The one permission that makes it work
Rokarolla’s power comes from Android’s Accessibility service. On launch it requests Accessibility access, plus permission to read notifications, SMS and calls. Accessibility exists to help people with disabilities control their phone, which means an app that holds it can read the screen, tap buttons and fill in fields on your behalf. That is exactly what a banking trojan needs to defeat app protections. Granting Accessibility to something you installed from outside the Play Store is the single riskiest tap you can make.
Signs you may be infected
- You installed a Chrome or TikTok update from a link or website rather than the Play Store.
- An app asked for Accessibility access right after install, for no clear reason.
- Your bank app behaves oddly, you stop receiving expected SMS codes, or incoming calls get blocked.
- The battery drains fast and unfamiliar overlays or prompts appear on top of your apps.
How to remove it
Work through these in order:
- Boot into Safe Mode so third-party apps stop running. On most devices, hold the power button, then long-press Power off until Reboot to safe mode appears.
- Revoke its access. In Settings, open Accessibility and turn off any service you do not recognise; then, under Security, remove it as a device-admin app. Malware often blocks uninstalling until you do this.
- Uninstall the suspicious app - the fake Chrome or TikTok, or anything you installed just before the trouble started.
- Run Google Play Protect (Play Store, profile icon, Play Protect, Scan) and a reputable scanner.

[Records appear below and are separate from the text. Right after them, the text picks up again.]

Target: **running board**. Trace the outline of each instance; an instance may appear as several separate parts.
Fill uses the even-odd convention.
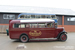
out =
[[[57,38],[34,38],[30,40],[56,40]]]

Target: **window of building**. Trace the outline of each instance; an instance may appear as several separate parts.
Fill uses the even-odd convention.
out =
[[[15,19],[14,14],[3,14],[3,19]]]
[[[75,21],[75,17],[68,17],[67,21]]]

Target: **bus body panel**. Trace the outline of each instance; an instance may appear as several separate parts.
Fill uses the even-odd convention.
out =
[[[11,39],[19,39],[23,33],[27,34],[29,39],[56,38],[63,31],[63,28],[55,28],[55,26],[53,28],[13,28],[14,23],[21,22],[20,20],[11,20],[9,22],[9,36]]]

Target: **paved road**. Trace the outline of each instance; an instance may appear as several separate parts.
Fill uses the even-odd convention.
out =
[[[11,40],[6,34],[0,34],[0,50],[75,50],[75,33],[68,33],[65,42],[28,42]]]

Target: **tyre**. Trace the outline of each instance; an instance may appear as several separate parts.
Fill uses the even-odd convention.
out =
[[[27,35],[21,35],[20,36],[20,41],[23,42],[23,43],[28,42],[28,36]]]
[[[60,41],[66,41],[67,40],[67,35],[66,34],[61,34],[59,40]]]

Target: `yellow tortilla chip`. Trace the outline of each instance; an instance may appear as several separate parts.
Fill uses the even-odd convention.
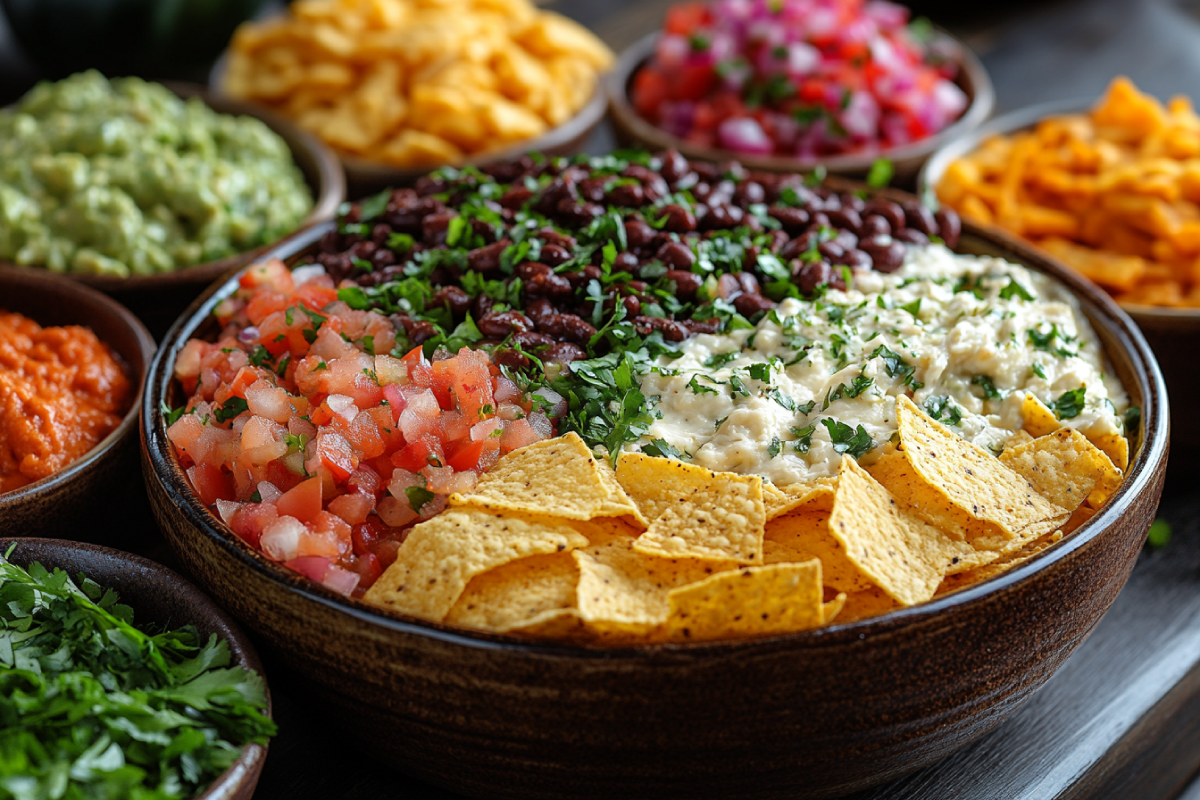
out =
[[[638,552],[762,564],[767,512],[758,476],[628,453],[617,462],[617,480],[650,523]]]
[[[446,614],[451,625],[503,633],[575,608],[580,569],[570,553],[530,555],[478,575]]]
[[[1121,486],[1121,473],[1109,457],[1073,428],[1006,450],[1004,464],[1030,482],[1038,494],[1055,505],[1074,511],[1094,494],[1096,506],[1104,504]]]
[[[584,530],[590,543],[572,553],[580,567],[578,613],[601,634],[649,636],[670,614],[667,595],[672,589],[736,566],[638,553],[629,527],[590,523]]]
[[[846,549],[829,533],[829,511],[798,511],[767,523],[763,540],[767,564],[818,559],[827,587],[840,591],[863,591],[875,587]]]
[[[908,487],[908,497],[902,499],[924,495],[930,513],[936,512],[936,517],[926,518],[940,529],[964,539],[986,536],[976,545],[983,549],[1003,551],[1019,547],[1006,545],[1006,539],[1022,542],[1037,539],[1057,529],[1070,516],[1066,509],[1034,492],[1028,481],[1001,464],[995,456],[938,425],[902,395],[896,398],[896,421],[901,452],[913,473],[937,495],[948,500],[952,509],[947,511],[944,504],[932,498],[930,492],[918,492],[914,486]],[[894,494],[901,494],[890,485],[884,485]],[[925,513],[922,512],[922,516]],[[964,517],[994,525],[998,536],[989,528],[980,530],[971,524],[964,525]]]
[[[904,606],[932,597],[955,559],[977,555],[970,542],[906,511],[853,458],[841,459],[829,530],[846,558]]]
[[[838,480],[833,477],[820,479],[811,483],[792,483],[784,487],[763,483],[762,501],[767,507],[767,522],[770,522],[775,517],[782,517],[785,513],[791,513],[796,509],[810,503],[821,503],[823,500],[827,509],[833,507],[833,491],[836,485]]]
[[[878,616],[898,608],[901,608],[900,603],[888,597],[882,589],[852,591],[846,595],[841,612],[838,614],[838,624]]]
[[[956,591],[958,589],[974,585],[980,581],[986,581],[988,578],[995,577],[1001,572],[1012,570],[1018,564],[1028,561],[1031,558],[1058,541],[1062,541],[1061,530],[1056,530],[1042,536],[1040,539],[1036,539],[1019,551],[1009,553],[1004,558],[992,561],[991,564],[985,564],[984,566],[974,570],[948,576],[946,581],[942,581],[942,585],[937,588],[937,594],[944,595],[949,591]]]
[[[821,625],[822,601],[816,559],[720,572],[671,591],[667,636],[707,642],[803,631]]]
[[[480,476],[470,494],[451,494],[451,506],[548,515],[565,519],[641,513],[608,481],[577,433],[539,441],[504,456]]]
[[[478,575],[527,558],[587,546],[562,519],[504,517],[481,509],[446,509],[409,531],[364,596],[368,603],[440,622]]]
[[[1129,440],[1120,433],[1106,433],[1092,439],[1092,444],[1109,457],[1122,473],[1129,469]]]
[[[1039,401],[1033,392],[1025,393],[1021,403],[1021,419],[1025,420],[1025,431],[1034,439],[1054,433],[1062,427],[1062,422],[1054,415],[1045,403]]]
[[[846,593],[839,591],[838,595],[821,607],[821,624],[828,625],[834,621],[841,609],[846,606]]]

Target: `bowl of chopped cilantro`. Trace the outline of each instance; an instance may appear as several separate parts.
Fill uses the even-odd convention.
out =
[[[0,541],[0,798],[247,800],[274,734],[253,645],[190,583]]]

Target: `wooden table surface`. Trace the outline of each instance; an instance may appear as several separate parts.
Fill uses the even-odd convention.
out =
[[[551,4],[619,49],[661,19],[662,0]],[[997,112],[1091,98],[1116,74],[1158,96],[1200,96],[1200,0],[1025,0],[950,5],[934,18],[989,68]],[[966,8],[967,11],[964,11]],[[944,11],[944,10],[943,10]],[[0,29],[0,102],[31,79]],[[598,131],[588,148],[612,146]],[[1180,402],[1180,399],[1176,399]],[[1066,667],[989,736],[853,800],[1200,800],[1200,493],[1175,453],[1162,516],[1174,540],[1142,554],[1115,606]],[[154,533],[143,529],[146,536]],[[173,563],[161,542],[130,549]],[[305,698],[266,663],[280,735],[259,800],[452,800],[456,795],[370,762],[330,735]]]

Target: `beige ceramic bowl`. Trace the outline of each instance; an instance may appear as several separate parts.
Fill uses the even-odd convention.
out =
[[[317,228],[272,254],[305,263]],[[996,578],[875,619],[737,642],[619,650],[530,643],[338,596],[245,545],[190,488],[160,403],[214,333],[215,285],[168,335],[143,404],[143,464],[188,571],[254,631],[313,708],[367,752],[478,798],[833,798],[912,772],[1028,699],[1112,603],[1154,518],[1166,395],[1103,293],[971,225],[962,252],[1048,272],[1080,299],[1144,409],[1128,477],[1088,523]]]
[[[949,37],[948,34],[942,34]],[[895,168],[893,182],[896,186],[910,187],[917,176],[917,170],[931,152],[948,142],[954,142],[979,127],[991,114],[996,104],[996,91],[991,85],[991,78],[979,59],[961,42],[955,41],[955,46],[961,53],[961,68],[956,83],[970,98],[970,106],[956,122],[944,131],[922,139],[902,148],[893,148],[870,155],[851,154],[845,156],[830,156],[818,160],[785,158],[782,156],[748,156],[730,150],[715,148],[702,148],[690,144],[679,137],[667,133],[662,128],[643,119],[634,109],[629,100],[629,89],[638,70],[654,54],[654,46],[659,34],[649,34],[630,46],[617,66],[610,73],[606,86],[608,90],[610,108],[612,110],[612,122],[617,130],[617,138],[623,144],[643,146],[650,150],[666,150],[674,148],[688,158],[700,158],[702,161],[739,161],[746,169],[761,169],[772,173],[806,173],[817,167],[823,167],[830,175],[842,175],[845,178],[864,178],[871,169],[871,164],[878,158],[888,158]]]

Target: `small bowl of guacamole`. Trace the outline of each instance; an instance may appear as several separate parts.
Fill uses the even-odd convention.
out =
[[[0,110],[0,261],[101,288],[151,327],[344,193],[314,137],[198,88],[89,71]]]

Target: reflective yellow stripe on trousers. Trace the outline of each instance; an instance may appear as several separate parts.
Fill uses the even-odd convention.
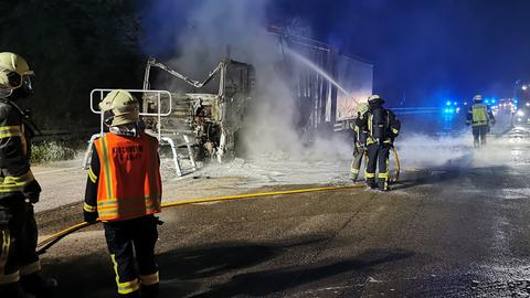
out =
[[[33,180],[35,180],[35,178],[31,170],[23,175],[0,177],[0,192],[23,191],[24,187]]]
[[[11,137],[22,137],[22,129],[20,126],[1,126],[0,127],[0,139],[11,138]]]
[[[138,278],[125,283],[119,283],[118,263],[116,262],[116,255],[110,255],[110,258],[113,259],[114,273],[116,274],[116,285],[118,286],[118,294],[126,295],[140,289]]]
[[[11,234],[9,230],[2,230],[2,251],[0,253],[0,285],[13,284],[19,281],[20,274],[14,272],[6,274],[6,264],[8,263],[9,249],[11,247]]]

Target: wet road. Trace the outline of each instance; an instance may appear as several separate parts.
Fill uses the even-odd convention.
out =
[[[157,247],[162,297],[530,297],[528,145],[490,146],[407,169],[390,193],[167,210]],[[78,210],[40,213],[42,233],[76,222]],[[112,297],[99,227],[68,236],[43,263],[60,279],[59,297]]]

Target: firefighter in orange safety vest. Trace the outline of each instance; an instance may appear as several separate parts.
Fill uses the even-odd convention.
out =
[[[139,104],[130,93],[115,89],[99,108],[109,132],[94,142],[84,219],[103,222],[118,296],[140,297],[141,291],[141,297],[158,297],[158,140],[139,129]]]
[[[15,102],[33,94],[33,71],[20,55],[0,53],[0,297],[52,297],[55,279],[41,275],[33,204],[41,187],[31,172],[36,129]]]
[[[473,127],[473,145],[479,148],[486,145],[486,135],[489,132],[490,125],[495,125],[495,117],[491,109],[483,104],[480,94],[473,97],[473,103],[467,111],[466,125]]]

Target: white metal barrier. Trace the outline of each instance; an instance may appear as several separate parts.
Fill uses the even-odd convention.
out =
[[[96,114],[96,115],[100,115],[100,120],[99,120],[99,134],[95,134],[91,137],[91,140],[88,141],[88,147],[86,149],[86,152],[84,155],[84,158],[83,158],[83,164],[82,164],[82,168],[83,169],[88,169],[88,166],[89,166],[89,158],[92,156],[92,148],[93,148],[93,145],[94,145],[94,141],[99,138],[100,136],[104,136],[105,135],[105,125],[104,125],[104,116],[103,116],[103,113],[102,110],[99,110],[99,107],[98,107],[98,104],[103,100],[103,98],[105,98],[105,96],[112,92],[114,89],[93,89],[91,92],[91,110],[92,113]],[[176,168],[176,172],[177,174],[180,177],[183,174],[183,171],[182,171],[182,167],[179,162],[179,157],[178,157],[178,153],[177,153],[177,148],[180,146],[180,145],[174,145],[174,141],[169,138],[169,137],[165,137],[162,136],[161,134],[161,127],[160,127],[160,120],[162,117],[167,117],[169,115],[171,115],[171,111],[172,111],[172,97],[171,97],[171,93],[169,93],[168,91],[147,91],[147,89],[125,89],[129,93],[131,93],[132,95],[135,94],[155,94],[157,96],[157,113],[148,113],[148,111],[141,111],[140,110],[140,116],[148,116],[148,117],[157,117],[157,128],[156,128],[156,137],[158,138],[158,141],[159,141],[159,145],[160,146],[163,146],[163,145],[169,145],[171,147],[171,153],[173,156],[172,160],[173,160],[173,163],[174,163],[174,168]],[[161,104],[162,104],[162,94],[167,95],[168,97],[168,108],[167,110],[161,110]],[[95,98],[98,98],[97,100]],[[190,162],[191,162],[191,166],[192,166],[192,170],[197,170],[197,166],[195,166],[195,161],[193,159],[193,150],[191,148],[191,143],[188,139],[188,136],[183,136],[183,139],[184,139],[184,145],[186,147],[188,148],[188,153],[189,153],[189,159],[190,159]],[[182,146],[184,146],[182,145]]]

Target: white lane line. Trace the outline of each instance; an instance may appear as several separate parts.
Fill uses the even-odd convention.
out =
[[[33,172],[33,174],[47,174],[47,173],[72,171],[72,170],[82,170],[82,169],[81,167],[72,167],[72,168],[64,168],[64,169],[56,169],[56,170],[36,171],[36,172]]]

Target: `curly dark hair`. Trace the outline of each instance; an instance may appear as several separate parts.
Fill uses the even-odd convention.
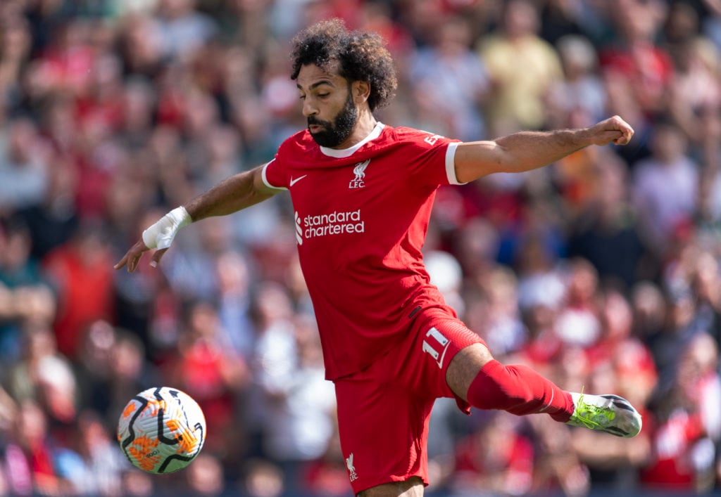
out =
[[[393,58],[380,35],[348,31],[339,19],[321,21],[298,33],[291,58],[293,80],[303,66],[315,64],[325,69],[337,61],[341,76],[371,85],[368,104],[371,112],[387,105],[398,86]]]

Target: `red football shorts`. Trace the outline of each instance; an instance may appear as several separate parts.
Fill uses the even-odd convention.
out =
[[[363,371],[337,380],[340,446],[355,493],[420,477],[428,484],[427,442],[433,402],[456,398],[451,359],[483,339],[442,309],[423,311],[405,341]],[[456,398],[459,407],[470,406]]]

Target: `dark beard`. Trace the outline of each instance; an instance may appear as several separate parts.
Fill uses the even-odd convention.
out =
[[[319,125],[324,127],[322,131],[311,133],[316,143],[322,147],[332,148],[345,141],[353,130],[358,120],[358,109],[353,104],[350,88],[348,88],[348,98],[345,99],[343,109],[335,116],[332,122],[322,121],[313,116],[308,118],[308,125]]]

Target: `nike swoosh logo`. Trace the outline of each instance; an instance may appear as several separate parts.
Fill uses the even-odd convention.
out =
[[[291,184],[290,184],[290,186],[292,187],[296,183],[297,183],[298,182],[299,182],[301,179],[303,179],[304,178],[305,178],[306,176],[308,176],[308,175],[307,174],[304,174],[303,176],[298,176],[298,177],[296,178],[295,179],[293,179],[293,176],[291,176]]]

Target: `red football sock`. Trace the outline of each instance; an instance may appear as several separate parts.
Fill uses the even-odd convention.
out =
[[[468,389],[468,402],[479,409],[502,409],[523,416],[546,413],[557,421],[573,413],[571,394],[527,366],[486,363]]]

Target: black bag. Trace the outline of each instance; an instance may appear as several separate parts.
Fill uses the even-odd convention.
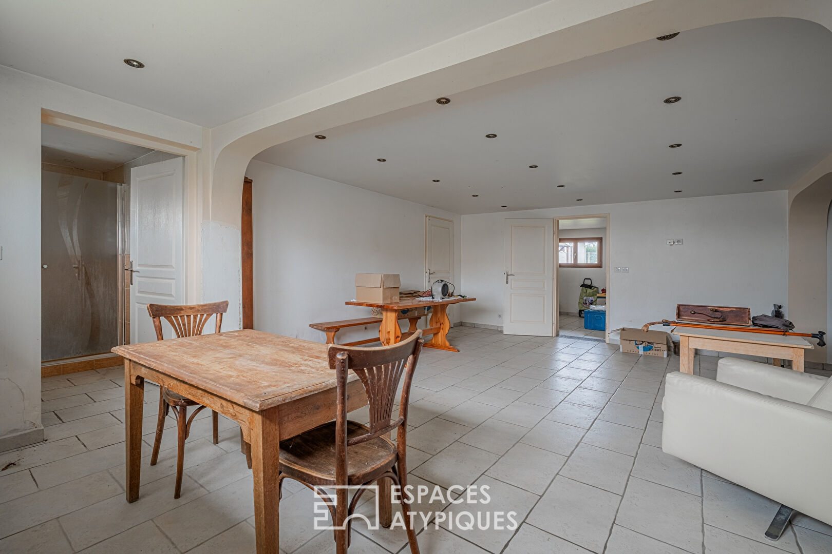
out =
[[[755,327],[773,327],[782,331],[790,331],[795,328],[795,324],[782,317],[774,317],[773,316],[755,316],[751,318],[751,323]]]

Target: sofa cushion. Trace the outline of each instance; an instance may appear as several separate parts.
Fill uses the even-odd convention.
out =
[[[832,379],[826,380],[826,384],[815,393],[807,405],[832,412]]]

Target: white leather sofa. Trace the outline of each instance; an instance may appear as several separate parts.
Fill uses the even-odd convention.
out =
[[[666,453],[832,524],[832,380],[723,358],[668,374],[661,408]]]

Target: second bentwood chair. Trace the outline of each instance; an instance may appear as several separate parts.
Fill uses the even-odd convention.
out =
[[[288,477],[303,483],[324,499],[335,528],[338,554],[346,554],[351,516],[365,490],[359,488],[348,503],[349,489],[344,487],[369,485],[385,478],[403,489],[407,485],[408,403],[423,342],[422,331],[418,331],[407,341],[380,348],[329,345],[329,367],[335,372],[337,383],[335,420],[280,442],[279,486]],[[347,419],[350,371],[361,380],[367,393],[369,427]],[[399,417],[394,420],[396,390],[403,375]],[[394,429],[395,443],[388,436]],[[321,490],[327,487],[337,487],[336,502]],[[410,552],[418,554],[407,495],[399,496]]]
[[[164,318],[174,332],[176,338],[184,336],[194,336],[201,335],[202,329],[211,316],[216,316],[216,332],[220,332],[222,326],[222,314],[228,310],[228,301],[221,302],[211,302],[210,304],[191,304],[190,306],[166,306],[165,304],[148,304],[147,312],[153,320],[153,328],[156,330],[156,340],[162,341],[161,318]],[[188,418],[188,406],[199,406]],[[165,430],[165,418],[171,408],[176,416],[176,433],[177,445],[176,451],[176,488],[173,493],[173,498],[178,498],[182,491],[182,468],[185,461],[185,439],[188,438],[191,431],[191,424],[194,418],[205,409],[205,406],[195,402],[191,399],[185,398],[181,395],[159,387],[159,419],[156,421],[156,439],[153,441],[153,453],[151,455],[151,465],[156,465],[159,458],[159,446],[161,444],[161,435]],[[211,410],[211,419],[213,424],[214,444],[219,442],[219,429],[217,429],[217,414]]]

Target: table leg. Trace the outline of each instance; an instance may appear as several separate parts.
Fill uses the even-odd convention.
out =
[[[691,337],[681,336],[679,341],[679,370],[693,375],[693,356],[696,348],[691,348]]]
[[[402,340],[402,330],[399,326],[398,310],[381,311],[381,326],[379,327],[379,338],[381,340],[383,346],[394,345]]]
[[[804,351],[802,348],[792,349],[795,357],[791,359],[791,369],[795,371],[803,371]]]
[[[280,433],[278,407],[252,413],[250,419],[251,469],[254,473],[255,533],[257,554],[279,554],[280,503],[278,473]]]
[[[448,341],[448,331],[451,328],[451,321],[448,319],[448,304],[438,304],[433,306],[433,311],[430,315],[430,326],[438,331],[433,333],[430,341],[424,343],[426,347],[438,348],[452,352],[459,351]]]
[[[145,379],[133,374],[133,362],[124,360],[125,492],[127,502],[139,498],[141,471],[141,419]]]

- From a clean device, change your banking and email passwords and call your bank if you saw suspicious activity. Keep a factory reset as a last resort. Our Android malware removal guide walks through every step in detail.
How to avoid the next one
The safest rule is simple: install apps only from the Google Play Store, and never sideload a browser update or a TikTok from a website. Keep Play Protect switched on, and treat any Accessibility permission request with deep suspicion. If you want an on-device scanner as a second layer, see our roundup of reputable free malware removal tools. Rokarolla is dangerous, but it needs your permission to work - and that is exactly where you can stop it.